Deep Learning has revolutionized the fields of computer vision, natural language understanding, speech recognition, information retrieval and more. However, with the progressive improvements in deep learning models, their number of parameters, latency, resources required to train, etc. have all increased significantly. Consequently, it has become important to pay attention to these footprint metrics of a model as well, not just its quality. We present and motivate the problem of efficiency in deep learning, followed by a thorough survey of the five core areas of model efficiency (spanning modeling techniques, infrastructure, and hardware) and the seminal work there. We also present an experiment-based guide along with code, for practitioners to optimize their model training and deployment. We believe this is the first comprehensive survey in the efficient deep learning space that covers the landscape of model efficiency from modeling techniques to hardware support. Our hope is that this survey would provide the reader with the mental model and the necessary understanding of the field to apply generic efficiency techniques to immediately get significant improvements, and also equip them with ideas for further research and experimentation to achieve additional gains.

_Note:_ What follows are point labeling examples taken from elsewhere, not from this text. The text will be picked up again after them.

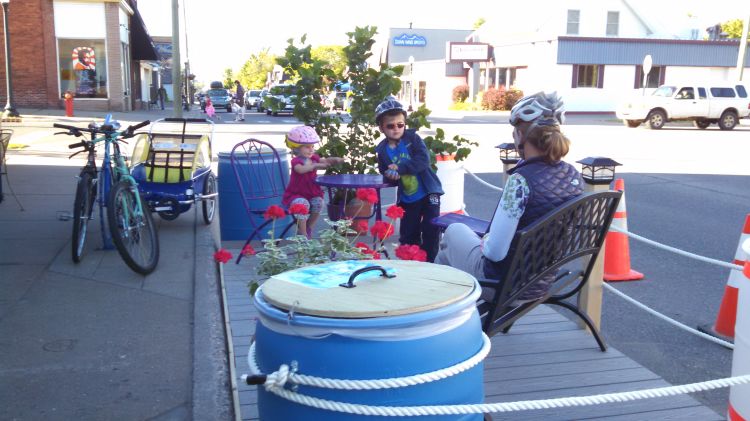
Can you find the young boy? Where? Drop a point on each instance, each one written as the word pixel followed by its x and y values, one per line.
pixel 403 156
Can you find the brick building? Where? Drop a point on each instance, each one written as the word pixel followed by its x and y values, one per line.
pixel 99 50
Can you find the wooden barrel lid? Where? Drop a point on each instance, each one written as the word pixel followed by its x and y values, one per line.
pixel 417 287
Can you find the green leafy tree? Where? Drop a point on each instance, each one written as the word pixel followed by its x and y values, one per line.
pixel 733 28
pixel 254 71
pixel 333 55
pixel 228 78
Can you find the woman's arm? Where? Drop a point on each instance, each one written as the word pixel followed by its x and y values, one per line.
pixel 496 242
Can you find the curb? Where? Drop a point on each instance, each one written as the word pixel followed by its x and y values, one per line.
pixel 212 396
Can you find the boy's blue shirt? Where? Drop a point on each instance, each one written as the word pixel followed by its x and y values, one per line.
pixel 418 163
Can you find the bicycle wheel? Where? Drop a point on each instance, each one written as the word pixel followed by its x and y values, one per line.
pixel 133 230
pixel 209 205
pixel 82 208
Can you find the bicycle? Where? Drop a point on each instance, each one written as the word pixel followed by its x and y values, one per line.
pixel 130 223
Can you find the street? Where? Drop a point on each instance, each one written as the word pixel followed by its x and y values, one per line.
pixel 679 193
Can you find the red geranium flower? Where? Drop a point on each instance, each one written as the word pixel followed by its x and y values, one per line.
pixel 298 209
pixel 248 250
pixel 222 256
pixel 381 230
pixel 368 195
pixel 361 226
pixel 274 212
pixel 395 212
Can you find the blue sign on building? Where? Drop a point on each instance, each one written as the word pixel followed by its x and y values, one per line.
pixel 412 40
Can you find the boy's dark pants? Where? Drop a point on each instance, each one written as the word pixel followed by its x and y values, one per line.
pixel 416 227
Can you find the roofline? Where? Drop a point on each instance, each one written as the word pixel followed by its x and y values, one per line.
pixel 653 40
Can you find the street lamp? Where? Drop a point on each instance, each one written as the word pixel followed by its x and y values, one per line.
pixel 10 111
pixel 411 82
pixel 598 170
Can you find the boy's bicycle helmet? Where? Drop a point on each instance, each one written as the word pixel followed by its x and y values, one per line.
pixel 302 135
pixel 389 104
pixel 547 108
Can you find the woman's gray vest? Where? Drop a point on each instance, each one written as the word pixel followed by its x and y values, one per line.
pixel 550 185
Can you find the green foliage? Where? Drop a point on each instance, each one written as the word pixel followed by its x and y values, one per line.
pixel 460 93
pixel 493 99
pixel 355 142
pixel 438 145
pixel 300 251
pixel 228 78
pixel 733 28
pixel 253 73
pixel 333 56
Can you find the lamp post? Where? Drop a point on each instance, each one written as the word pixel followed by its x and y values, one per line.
pixel 10 110
pixel 411 82
pixel 597 173
pixel 509 157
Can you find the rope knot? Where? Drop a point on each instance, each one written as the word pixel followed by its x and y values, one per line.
pixel 278 378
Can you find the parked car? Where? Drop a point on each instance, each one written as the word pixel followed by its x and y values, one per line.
pixel 221 98
pixel 280 99
pixel 721 103
pixel 251 98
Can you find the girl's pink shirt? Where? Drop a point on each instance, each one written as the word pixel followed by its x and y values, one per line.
pixel 302 185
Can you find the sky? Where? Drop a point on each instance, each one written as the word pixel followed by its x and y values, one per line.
pixel 224 33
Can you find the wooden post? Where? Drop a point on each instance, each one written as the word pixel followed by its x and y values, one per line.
pixel 590 297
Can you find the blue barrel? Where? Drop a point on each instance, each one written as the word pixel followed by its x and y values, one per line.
pixel 233 219
pixel 426 337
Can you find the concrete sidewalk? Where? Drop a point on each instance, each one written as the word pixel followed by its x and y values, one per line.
pixel 95 340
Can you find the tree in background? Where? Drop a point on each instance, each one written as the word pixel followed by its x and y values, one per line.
pixel 253 73
pixel 733 28
pixel 333 55
pixel 228 78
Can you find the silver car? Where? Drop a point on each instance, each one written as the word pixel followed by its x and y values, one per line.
pixel 252 97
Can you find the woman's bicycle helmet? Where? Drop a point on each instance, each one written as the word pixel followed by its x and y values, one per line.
pixel 389 104
pixel 302 135
pixel 543 108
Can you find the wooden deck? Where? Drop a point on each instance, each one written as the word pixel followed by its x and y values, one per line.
pixel 544 356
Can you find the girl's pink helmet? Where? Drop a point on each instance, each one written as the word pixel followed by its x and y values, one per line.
pixel 302 135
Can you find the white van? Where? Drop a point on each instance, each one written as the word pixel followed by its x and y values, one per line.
pixel 722 103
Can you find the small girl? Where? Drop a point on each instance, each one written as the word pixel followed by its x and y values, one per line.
pixel 302 188
pixel 210 111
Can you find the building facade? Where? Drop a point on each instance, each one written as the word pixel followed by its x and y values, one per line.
pixel 592 53
pixel 97 50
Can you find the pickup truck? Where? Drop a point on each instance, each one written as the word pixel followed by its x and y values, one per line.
pixel 723 104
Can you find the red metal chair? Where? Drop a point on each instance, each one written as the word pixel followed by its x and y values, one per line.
pixel 261 179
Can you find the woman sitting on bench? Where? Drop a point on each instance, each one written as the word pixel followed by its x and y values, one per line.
pixel 539 183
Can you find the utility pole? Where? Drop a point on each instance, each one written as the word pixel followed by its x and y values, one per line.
pixel 743 49
pixel 176 72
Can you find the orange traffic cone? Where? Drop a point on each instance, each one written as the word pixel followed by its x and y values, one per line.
pixel 724 326
pixel 617 249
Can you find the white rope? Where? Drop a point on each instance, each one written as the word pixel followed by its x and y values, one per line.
pixel 678 251
pixel 480 180
pixel 402 411
pixel 667 319
pixel 280 377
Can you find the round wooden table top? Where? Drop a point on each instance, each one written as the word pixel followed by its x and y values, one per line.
pixel 417 287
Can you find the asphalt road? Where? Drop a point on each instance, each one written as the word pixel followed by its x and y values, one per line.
pixel 685 187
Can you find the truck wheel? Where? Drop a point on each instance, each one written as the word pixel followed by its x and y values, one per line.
pixel 728 120
pixel 632 123
pixel 701 124
pixel 656 119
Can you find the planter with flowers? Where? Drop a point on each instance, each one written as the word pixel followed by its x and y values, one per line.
pixel 336 243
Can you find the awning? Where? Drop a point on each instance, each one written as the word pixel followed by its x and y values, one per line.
pixel 141 44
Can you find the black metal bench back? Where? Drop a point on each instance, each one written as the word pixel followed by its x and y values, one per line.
pixel 574 230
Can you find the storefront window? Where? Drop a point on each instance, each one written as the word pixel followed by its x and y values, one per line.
pixel 83 67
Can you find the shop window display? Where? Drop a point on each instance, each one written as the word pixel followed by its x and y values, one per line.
pixel 83 67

Evaluating Large Language Models Trained on Code


We introduce Codex, a GPT language model fine-tuned on publicly available code from GitHub, and study its Python code-writing capabilities. A distinct production version of Codex powers GitHub Copilot. On HumanEval, a new evaluation set we release to measure functional correctness for synthesizing programs from docstrings, our model solves 28.8% of the problems, while GPT-3 solves 0% and GPT-J solves 11.4%. Furthermore, we find that repeated sampling from the model is a surprisingly effective strategy for producing working solutions to difficult prompts. Using this method, we solve 70.2% of our problems with 100 samples per problem. Careful investigation of our model reveals its limitations, including difficulty with docstrings describing long chains of operations and with binding operations to variables. Finally, we discuss the potential broader impacts of deploying powerful code generation technologies, covering safety, security, and economics.

Sequence-to-Sequence Piano Transcription with Transformers


Automatic Music Transcription has seen significant progress in recent years by training custom deep neural networks on large datasets. However, these models have required extensive domain-specific design of network architectures, input/output representations, and complex decoding schemes. In this work, we show that equivalent performance can be achieved using a generic encoder-decoder Transformer with standard decoding methods. We demonstrate that the model can learn to translate spectrogram inputs directly to MIDI-like output events for several transcription tasks. This sequence-to-sequence approach simplifies transcription by jointly modeling audio features and language-like output dependencies, thus removing the need for task-specific architectures. These results point toward possibilities for creating new Music Information Retrieval models by focusing on dataset creation and labeling rather than custom model design.